Sunday, November 25, 2007

It's easy. No, it's magical. No, it's easy and magical - Plus, a Black Swan writing contest

When I was five years old, my dear and wondrous grandmother - who undoubtedly would have had an even worse case of NPIRL-itis than I do - took me to a "thousand and one nights" themed restaurant for dinner. We were greeted at the door by a sheik... the tallest man I have ever seen... and led to our table through a candlelit path by a veiled and supernatural beauty.

Later, to celebrate that I had eaten all the lamb on my plate, that same belly dancer branded the evening's experiences on my mind for all eternity when she ripped a gold coin off her belt... and gave it me!

For years, I begged to be taken back, and my grandmother's answer was always the same: "It will never be that perfect again, so why upset the memory of it?"

The restaurant was in a strip mall, the sheik was surely a local high school basket ball player, and the belly dancer, well, she was just sweet. That coin? I still have it today... the gold paint worn off by me and the five-year-old fingers of my envious friends who were sometimes allowed to hold it.

Years later and just one week ago, I visited the Black Swan sim to see the "Night Dreaming" stone girl for the first time. No one had told me what to expect. "Okay...sculpties," I thought, and touched her to learn more, thinking I'd soon be teleporting off. Suddenly she was transformed into a living, glowing nymph, and I was that five year old all over again, shivering and thrilling all by my lonesome.

These photos by ColeMarie Soleil

Her creator, Light Waves, assured me today that there was no magic to it at all. "The effect is very simple," he said and proceeded to explain the process in his gentle and breezy manner, in terms that even I - a half-baked script-hacking dilettante - could understand.

Well, I don't care if it was simple or complicated. Easy or hard, the effect was sorcery, in my opinion. It transported me to my magical place and I'm not coming down.
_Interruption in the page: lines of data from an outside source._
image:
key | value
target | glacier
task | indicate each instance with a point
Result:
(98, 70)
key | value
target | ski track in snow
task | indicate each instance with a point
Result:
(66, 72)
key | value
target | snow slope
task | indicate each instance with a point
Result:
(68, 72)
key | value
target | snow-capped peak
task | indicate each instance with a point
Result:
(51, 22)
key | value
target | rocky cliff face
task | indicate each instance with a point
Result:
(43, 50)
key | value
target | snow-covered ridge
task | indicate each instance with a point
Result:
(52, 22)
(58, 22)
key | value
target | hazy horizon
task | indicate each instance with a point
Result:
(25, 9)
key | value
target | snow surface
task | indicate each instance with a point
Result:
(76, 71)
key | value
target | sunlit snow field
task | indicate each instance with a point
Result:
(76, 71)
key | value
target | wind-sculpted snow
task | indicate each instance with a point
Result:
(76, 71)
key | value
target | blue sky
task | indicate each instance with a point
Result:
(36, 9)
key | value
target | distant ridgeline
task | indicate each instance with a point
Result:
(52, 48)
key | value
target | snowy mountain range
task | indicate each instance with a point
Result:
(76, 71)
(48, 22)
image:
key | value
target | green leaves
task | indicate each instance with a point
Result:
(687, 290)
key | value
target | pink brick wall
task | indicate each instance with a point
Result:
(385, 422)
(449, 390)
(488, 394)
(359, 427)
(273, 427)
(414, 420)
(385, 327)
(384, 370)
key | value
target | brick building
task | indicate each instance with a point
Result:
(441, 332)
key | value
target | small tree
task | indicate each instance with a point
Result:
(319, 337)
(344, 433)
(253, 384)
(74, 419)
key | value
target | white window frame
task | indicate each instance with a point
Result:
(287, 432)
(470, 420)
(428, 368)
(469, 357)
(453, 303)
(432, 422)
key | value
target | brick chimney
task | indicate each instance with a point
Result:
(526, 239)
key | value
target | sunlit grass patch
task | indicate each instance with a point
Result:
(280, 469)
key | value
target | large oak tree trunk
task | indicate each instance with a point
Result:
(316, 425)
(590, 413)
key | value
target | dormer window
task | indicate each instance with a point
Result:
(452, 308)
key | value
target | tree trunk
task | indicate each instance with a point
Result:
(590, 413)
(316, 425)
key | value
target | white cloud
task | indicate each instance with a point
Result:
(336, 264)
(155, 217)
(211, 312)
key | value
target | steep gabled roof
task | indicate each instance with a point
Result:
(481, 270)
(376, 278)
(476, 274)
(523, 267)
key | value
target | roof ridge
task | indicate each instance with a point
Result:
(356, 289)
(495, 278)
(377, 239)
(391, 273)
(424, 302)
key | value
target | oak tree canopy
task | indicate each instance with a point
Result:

The point is - and no, I don't own stock in Linden Lab - Second Life is the most affordable and complete tool I know of to commit hardcore creativity. Every single one of us - whether we are paying members or not - has tools at our disposal to enchant, mesmerize, and even disturb our fellow residents through the use of a simple script or a texture overlay or... but we just have to ssstretch our imaginations... which is the most powerful exercise of all.

Which brings me back to the Black Swan sim. Everything about it is mysterious and unexplained... so the online speculative fiction and dark fantasy zine, The Future Fire, has invited Second Life residents to participate in a creative writing competition that must have a discernible link to the artwork at Black Swan. Go there (teleport directly), flex those brain muscles, and you might become the author of the best entry. The winner of the first prize will receive (USD) $500, and be published in The Future Fire as well as in Second Life by Black Swan, but hurry... the deadline is December 10, 2007.

As for me... I am still buoyant, and I'm headed back to visit the stone girl. Unlike strip malls in the eyes of a five year old, her magic still holds up, and is locked inside me forevermore.


Jolly Jedburgh said...

"It will never be that perfect again, so why upset the memory of it?"
Wow what a grandma, I mostly got "eat some more".
This is a wonderful story and thank you for sharing. My only wish is that I can be as guiding to my children and hopefuly to their children.
May The Force be with you forever.

Bettina Tizzy said...

Jolly, thank you for this. Knowing you as I do, I am certain that your children are being introduced to horizons that are wide open, intensely imaginative, and brimming over with heart.

As for my own grandmother, who died some years ago, I'd give just about anything to be able to teleport her into this world. I can't think of any other person - dead or alive - who could possibly take more joy in this. We are so_very_fortunate.